The stadiums built or rebuilt of concrete and steel during 1909-1939, after the days of the wooden ballpark, are now known as the classic/jewel box stadiums. These are said by many to embody the golden age of baseball. They are known for their green seats, large roofs, intimate feel, and major use of exposed steel, brick, and stone. Two-tiered grandstand decks supported by steel beams allowed for upper deck seating that was very close to the field. |The first of these stadiums was Shibe Park, which opened in 1909 in Philadelphia. Another Philadelphia ballpark, the Baker Bowl, which opened in 1895, used steel and brick instead of wood as the primary construction materials, and is considered the forerunner of the jewel box stadiums.
Two-tiered grandstands became much more prevalent in this era. These decks were typically held up by steel pillars that obstructed the view from some seats in the lower level. However, because of these supports, the upper decks could come very close to the field, giving the ballpark a more intimate feel. Two tiers was the standard for decades, until the New York Yankees built Yankee Stadium. To accommodate the large crowds Babe Ruth drew, Yankee Stadium was the largest ballpark in baseball, and was built with three tiers.
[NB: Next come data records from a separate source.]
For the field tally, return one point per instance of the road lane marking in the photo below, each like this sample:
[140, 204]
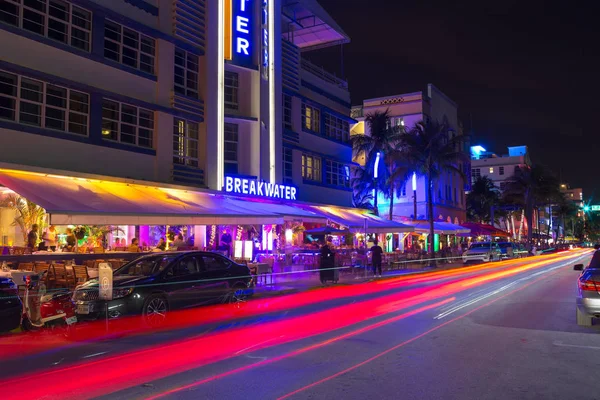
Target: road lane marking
[503, 288]
[95, 354]
[406, 342]
[559, 343]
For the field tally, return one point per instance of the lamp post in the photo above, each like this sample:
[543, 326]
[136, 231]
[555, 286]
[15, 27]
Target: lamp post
[415, 194]
[375, 175]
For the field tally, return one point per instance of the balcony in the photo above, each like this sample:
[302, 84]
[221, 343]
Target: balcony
[357, 112]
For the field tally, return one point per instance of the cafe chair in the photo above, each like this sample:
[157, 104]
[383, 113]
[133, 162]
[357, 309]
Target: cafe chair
[81, 274]
[62, 278]
[26, 266]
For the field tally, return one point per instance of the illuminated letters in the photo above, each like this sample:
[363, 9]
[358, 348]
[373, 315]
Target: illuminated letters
[259, 188]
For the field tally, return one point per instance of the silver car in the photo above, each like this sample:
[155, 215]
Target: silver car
[588, 293]
[482, 252]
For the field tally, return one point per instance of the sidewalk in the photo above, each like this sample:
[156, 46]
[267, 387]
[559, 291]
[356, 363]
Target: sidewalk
[295, 282]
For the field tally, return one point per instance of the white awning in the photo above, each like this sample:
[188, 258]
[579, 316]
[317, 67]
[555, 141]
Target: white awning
[79, 201]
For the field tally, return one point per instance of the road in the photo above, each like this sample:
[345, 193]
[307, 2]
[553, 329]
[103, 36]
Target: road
[497, 331]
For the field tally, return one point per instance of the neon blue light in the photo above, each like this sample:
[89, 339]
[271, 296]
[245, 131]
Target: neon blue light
[255, 187]
[376, 173]
[242, 31]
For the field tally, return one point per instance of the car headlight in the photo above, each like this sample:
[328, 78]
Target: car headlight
[118, 293]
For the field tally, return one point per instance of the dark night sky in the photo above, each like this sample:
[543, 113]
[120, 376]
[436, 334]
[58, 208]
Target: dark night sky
[525, 71]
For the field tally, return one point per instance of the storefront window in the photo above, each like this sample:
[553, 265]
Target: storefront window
[185, 143]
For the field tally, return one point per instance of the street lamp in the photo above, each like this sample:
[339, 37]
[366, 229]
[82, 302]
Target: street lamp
[415, 193]
[375, 175]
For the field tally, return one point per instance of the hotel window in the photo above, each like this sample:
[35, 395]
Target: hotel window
[186, 73]
[37, 103]
[232, 84]
[231, 147]
[336, 174]
[127, 124]
[311, 118]
[185, 143]
[311, 168]
[336, 128]
[55, 19]
[288, 165]
[287, 111]
[129, 47]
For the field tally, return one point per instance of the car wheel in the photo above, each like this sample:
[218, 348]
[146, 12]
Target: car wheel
[583, 319]
[237, 295]
[155, 310]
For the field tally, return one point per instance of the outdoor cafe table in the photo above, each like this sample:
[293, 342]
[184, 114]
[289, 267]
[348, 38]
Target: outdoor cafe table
[16, 275]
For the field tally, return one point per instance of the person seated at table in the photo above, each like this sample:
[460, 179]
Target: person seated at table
[135, 246]
[49, 238]
[178, 242]
[32, 237]
[71, 239]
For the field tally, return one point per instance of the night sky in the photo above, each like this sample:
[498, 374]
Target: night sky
[524, 73]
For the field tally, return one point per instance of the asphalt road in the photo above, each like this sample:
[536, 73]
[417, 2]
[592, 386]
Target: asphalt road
[503, 332]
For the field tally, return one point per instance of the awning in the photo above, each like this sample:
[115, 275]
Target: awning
[287, 212]
[79, 201]
[484, 229]
[355, 218]
[441, 228]
[309, 26]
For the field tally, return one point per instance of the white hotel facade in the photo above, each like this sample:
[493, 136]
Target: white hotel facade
[179, 93]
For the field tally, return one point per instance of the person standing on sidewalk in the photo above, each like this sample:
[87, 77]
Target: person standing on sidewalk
[376, 255]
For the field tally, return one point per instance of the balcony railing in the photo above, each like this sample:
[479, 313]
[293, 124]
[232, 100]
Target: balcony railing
[321, 73]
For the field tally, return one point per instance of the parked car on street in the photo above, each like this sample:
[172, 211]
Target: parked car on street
[482, 252]
[11, 307]
[507, 250]
[154, 284]
[588, 294]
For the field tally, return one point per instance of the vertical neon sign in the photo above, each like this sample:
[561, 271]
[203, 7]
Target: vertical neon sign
[265, 39]
[241, 32]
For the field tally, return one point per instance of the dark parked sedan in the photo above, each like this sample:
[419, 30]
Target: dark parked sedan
[154, 284]
[11, 308]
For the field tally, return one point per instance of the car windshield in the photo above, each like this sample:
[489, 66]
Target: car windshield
[481, 245]
[145, 266]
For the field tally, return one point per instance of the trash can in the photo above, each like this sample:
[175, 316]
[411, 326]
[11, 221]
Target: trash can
[327, 270]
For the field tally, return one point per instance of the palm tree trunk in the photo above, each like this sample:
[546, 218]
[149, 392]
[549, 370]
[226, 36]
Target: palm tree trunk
[430, 217]
[375, 208]
[392, 194]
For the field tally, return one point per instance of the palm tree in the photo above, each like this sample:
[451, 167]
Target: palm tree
[362, 188]
[28, 213]
[531, 187]
[431, 150]
[483, 196]
[378, 144]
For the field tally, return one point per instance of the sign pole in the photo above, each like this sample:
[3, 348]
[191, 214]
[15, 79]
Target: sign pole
[105, 279]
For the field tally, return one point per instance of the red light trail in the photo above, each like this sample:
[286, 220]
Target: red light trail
[139, 366]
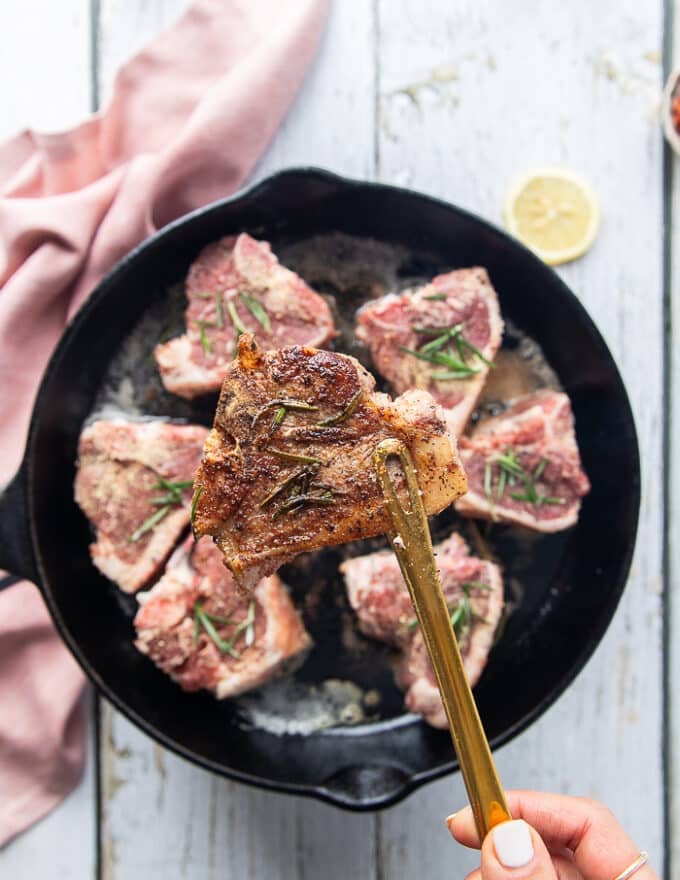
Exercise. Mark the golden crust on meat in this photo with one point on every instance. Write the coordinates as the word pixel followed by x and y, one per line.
pixel 288 466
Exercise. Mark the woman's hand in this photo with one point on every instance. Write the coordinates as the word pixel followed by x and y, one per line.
pixel 553 837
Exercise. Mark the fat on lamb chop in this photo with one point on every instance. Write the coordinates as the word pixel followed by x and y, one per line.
pixel 523 466
pixel 288 466
pixel 199 629
pixel 235 285
pixel 441 338
pixel 473 590
pixel 134 484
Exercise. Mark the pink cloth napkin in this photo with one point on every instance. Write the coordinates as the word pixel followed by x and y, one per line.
pixel 189 117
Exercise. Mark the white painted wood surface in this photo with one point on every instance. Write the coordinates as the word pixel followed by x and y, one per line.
pixel 467 97
pixel 673 559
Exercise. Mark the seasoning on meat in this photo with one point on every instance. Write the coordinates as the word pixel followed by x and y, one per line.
pixel 523 466
pixel 288 465
pixel 134 484
pixel 203 633
pixel 442 338
pixel 473 591
pixel 237 285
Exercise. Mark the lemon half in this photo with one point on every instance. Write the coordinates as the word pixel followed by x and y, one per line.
pixel 555 213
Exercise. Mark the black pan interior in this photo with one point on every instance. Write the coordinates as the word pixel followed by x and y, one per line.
pixel 570 583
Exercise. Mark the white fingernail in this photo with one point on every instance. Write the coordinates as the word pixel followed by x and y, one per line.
pixel 512 843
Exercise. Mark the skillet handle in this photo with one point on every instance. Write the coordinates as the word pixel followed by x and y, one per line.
pixel 16 550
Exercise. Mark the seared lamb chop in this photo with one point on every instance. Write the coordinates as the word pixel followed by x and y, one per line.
pixel 473 590
pixel 134 484
pixel 198 628
pixel 288 465
pixel 523 466
pixel 237 284
pixel 441 337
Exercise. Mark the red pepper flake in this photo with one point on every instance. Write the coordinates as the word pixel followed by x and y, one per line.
pixel 675 112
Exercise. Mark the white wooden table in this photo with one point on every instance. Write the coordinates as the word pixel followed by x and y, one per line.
pixel 455 98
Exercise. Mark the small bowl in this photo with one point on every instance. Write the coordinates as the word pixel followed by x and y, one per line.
pixel 671 93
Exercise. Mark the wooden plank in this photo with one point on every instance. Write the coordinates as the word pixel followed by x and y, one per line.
pixel 124 29
pixel 45 68
pixel 673 513
pixel 203 826
pixel 63 844
pixel 47 72
pixel 465 107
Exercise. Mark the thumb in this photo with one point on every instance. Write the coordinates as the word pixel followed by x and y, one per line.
pixel 514 851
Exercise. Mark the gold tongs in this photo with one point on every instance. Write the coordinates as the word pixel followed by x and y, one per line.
pixel 412 544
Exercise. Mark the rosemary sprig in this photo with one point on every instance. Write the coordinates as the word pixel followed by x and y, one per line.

Most jewel box stadiums were built to fit the constraints of actual city blocks, resulting in asymmetrical outfield dimensions. Other sports, such as soccer and football were often played at these sites, but the dimensions of the stadium field and angles of the seats were clearly designed for baseball. By the late 1950s, due to the rise of football and the desire for newer architecture and conveniences, many cities started to build modern multi-purpose stadiums.